Pereira’s friends say he refused to be intimidated by threats and the increasingly violent atmosphere that has gripped Brazil since the 2018 election of a president who has overseen what activists they call a historic assault on indigenous rights and the environment.
“These fishermen are not capable of killing me,” Pereira recently told a friend, according to Rubens Valente, a Brazilian journalist who has written extensively about the Amazon.
“He thought they were empty threats,” Valente said.
They weren’t. At around 6 a.m. on Sunday, June 5, after completing their report, Phillips and Pereira began descending the Itaquai back to Atalaia do Norte on their way to a cold beer and shower. hot.
They stopped briefly in a riverside village, São Rafael, to talk to a local fisherman, but left after being told that he was not at home. Minutes after recovering the river, they died, ambushed and dragged to a nearby piece of jungle where they were buried on the ground.
The search operation, led by indigenous peoples, belatedly included resources deployed by the Brazilian army. Photography: João Laet / AFP / Getty Images
His belongings were hidden in a nearby piece of flooded forest where indigenous search teams found items such as Phillips’ backpack and pants that belonged to Pereira.
On Wednesday, after a 10-day search, their bodies were finally found.
“I feel angry and disgusted,” said Valente, who is in Atalaia do Norte to report the murder of his friend. “The truth is that this was an announced death … it is an irreparable loss.”
Orlando Possessor. Photography: João Laet / AFP / Getty Images
As he sat outside the hotel room that Pereira had occupied before traveling to the rainforest, named after the Javanese Mayuruna people, Valente fell silent and shook his head in disbelief.

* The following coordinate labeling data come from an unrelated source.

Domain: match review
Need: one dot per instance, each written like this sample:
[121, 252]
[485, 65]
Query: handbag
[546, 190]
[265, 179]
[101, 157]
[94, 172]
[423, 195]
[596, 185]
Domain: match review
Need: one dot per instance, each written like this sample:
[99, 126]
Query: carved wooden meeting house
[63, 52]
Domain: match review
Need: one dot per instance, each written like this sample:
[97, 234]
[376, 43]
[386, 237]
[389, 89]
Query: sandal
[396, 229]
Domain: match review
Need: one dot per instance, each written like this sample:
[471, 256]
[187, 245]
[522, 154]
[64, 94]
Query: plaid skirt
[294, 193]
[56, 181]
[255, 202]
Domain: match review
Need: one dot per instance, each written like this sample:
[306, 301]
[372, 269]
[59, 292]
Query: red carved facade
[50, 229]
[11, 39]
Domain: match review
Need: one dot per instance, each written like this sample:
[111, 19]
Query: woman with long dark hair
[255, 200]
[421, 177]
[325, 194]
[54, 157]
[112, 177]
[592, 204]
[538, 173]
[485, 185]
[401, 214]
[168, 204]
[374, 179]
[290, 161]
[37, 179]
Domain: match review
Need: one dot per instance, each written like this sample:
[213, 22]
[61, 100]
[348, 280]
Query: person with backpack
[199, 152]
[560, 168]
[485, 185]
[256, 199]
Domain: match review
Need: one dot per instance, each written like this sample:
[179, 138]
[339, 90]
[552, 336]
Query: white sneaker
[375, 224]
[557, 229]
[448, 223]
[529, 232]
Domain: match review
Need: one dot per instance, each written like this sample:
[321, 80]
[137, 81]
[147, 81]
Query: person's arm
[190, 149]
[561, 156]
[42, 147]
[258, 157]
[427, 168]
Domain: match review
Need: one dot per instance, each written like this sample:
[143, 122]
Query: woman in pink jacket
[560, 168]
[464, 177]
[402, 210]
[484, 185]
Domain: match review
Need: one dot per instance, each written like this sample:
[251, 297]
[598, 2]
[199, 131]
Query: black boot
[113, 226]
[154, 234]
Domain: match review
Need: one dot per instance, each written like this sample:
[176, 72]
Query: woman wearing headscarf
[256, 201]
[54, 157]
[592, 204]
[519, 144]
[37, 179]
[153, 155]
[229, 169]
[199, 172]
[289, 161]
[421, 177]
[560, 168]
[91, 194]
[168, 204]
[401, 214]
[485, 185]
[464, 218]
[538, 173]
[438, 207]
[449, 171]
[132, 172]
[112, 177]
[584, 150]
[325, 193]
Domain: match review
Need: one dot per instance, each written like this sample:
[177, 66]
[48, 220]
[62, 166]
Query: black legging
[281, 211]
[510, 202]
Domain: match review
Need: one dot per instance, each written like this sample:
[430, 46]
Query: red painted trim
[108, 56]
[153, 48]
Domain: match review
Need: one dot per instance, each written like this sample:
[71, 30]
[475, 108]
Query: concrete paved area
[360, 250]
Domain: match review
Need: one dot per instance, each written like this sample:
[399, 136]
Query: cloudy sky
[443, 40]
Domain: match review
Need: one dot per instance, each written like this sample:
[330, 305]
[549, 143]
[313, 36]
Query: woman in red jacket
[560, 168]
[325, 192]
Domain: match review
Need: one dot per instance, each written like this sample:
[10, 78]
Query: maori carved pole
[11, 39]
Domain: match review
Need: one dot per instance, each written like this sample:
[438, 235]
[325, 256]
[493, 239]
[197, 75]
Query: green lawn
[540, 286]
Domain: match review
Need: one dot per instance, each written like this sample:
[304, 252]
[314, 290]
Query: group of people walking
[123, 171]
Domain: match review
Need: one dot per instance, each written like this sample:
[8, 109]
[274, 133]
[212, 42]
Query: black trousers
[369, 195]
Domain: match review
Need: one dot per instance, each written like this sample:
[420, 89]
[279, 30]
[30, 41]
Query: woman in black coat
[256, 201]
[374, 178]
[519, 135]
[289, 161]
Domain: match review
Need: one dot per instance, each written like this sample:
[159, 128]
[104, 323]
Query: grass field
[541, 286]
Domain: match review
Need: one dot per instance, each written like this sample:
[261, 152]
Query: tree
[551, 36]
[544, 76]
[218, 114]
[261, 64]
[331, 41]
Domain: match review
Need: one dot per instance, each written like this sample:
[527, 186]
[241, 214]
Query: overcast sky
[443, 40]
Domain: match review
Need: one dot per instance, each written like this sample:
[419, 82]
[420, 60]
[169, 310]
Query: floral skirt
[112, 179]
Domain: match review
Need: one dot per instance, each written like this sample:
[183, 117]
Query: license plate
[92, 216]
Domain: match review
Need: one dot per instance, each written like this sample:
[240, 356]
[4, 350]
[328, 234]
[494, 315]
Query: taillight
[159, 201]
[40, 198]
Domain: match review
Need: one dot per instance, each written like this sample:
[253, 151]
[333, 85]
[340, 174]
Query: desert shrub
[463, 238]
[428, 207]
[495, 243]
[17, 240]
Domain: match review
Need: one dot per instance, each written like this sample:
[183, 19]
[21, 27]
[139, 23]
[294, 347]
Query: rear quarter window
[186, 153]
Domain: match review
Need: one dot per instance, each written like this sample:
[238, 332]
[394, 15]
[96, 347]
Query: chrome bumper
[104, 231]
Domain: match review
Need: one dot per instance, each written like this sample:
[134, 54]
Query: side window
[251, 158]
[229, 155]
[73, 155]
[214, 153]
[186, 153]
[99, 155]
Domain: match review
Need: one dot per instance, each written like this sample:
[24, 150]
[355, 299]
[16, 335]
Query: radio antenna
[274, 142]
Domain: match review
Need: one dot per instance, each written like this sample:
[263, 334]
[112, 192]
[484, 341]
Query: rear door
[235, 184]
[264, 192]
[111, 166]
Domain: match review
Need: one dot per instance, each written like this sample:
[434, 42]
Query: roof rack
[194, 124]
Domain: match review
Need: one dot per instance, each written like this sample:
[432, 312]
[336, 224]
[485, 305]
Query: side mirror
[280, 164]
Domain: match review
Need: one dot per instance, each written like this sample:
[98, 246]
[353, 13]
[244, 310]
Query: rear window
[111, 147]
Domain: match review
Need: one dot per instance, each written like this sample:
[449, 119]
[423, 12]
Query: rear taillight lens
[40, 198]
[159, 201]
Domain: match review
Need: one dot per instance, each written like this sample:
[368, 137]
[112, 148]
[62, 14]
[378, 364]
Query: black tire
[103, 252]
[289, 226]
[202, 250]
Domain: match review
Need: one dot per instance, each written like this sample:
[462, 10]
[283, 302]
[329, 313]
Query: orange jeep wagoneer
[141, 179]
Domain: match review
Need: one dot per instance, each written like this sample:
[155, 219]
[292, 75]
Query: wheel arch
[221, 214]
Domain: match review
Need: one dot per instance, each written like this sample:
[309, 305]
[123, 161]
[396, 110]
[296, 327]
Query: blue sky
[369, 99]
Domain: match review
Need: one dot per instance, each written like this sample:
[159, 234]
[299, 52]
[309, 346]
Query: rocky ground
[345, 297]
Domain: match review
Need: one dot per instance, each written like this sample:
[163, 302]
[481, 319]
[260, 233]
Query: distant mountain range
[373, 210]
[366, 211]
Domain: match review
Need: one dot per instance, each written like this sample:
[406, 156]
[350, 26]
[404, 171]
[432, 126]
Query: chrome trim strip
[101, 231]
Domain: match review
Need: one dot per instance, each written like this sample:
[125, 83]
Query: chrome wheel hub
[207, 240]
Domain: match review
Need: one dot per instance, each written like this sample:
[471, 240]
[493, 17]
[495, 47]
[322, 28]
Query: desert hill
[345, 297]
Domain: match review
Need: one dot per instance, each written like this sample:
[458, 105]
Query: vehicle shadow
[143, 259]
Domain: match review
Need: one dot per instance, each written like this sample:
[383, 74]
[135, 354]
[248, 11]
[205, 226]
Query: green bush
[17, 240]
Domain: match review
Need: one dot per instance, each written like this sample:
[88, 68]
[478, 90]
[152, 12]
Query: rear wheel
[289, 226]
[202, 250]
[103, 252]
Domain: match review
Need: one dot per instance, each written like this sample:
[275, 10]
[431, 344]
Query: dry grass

Night had fallen when Phillips and Pereira resumed their river journey, almost from the very point where it had been so brutally interrupted.
At around 6.40pm on Wednesday, they descended the Itaquai towards Atalaia do Norte in a three-ship committee led by a white ambulance and escorted by army troops.
Minutes later Orlando Possuelo emerged from the jungle, where a downed Amarildo da Costa Oliveira had led police to the burial site.
“I destroyed my life. I destroyed my family’s life,” the alleged killer murmured.
Possuelo headed downstream to the indigenous research base he has been coordinating since the Pereira and Phillips hunt began almost two weeks ago.
“It seems the mission has been accomplished,” said Possuelo, surrounded by indigenous volunteers from the villages of Marubo, Kanamari and Matis, who played such a key role in bringing the men home.
“We always say when we do our job that we will never leave anyone behind, and we stayed here and fought for our partner,” Possuelo said.
As the group dismantled its riverside camp and prepared to leave, Possuelo said his focus would now be shifted to another equally crucial mission: to ensure justice for the families of the two murdered men.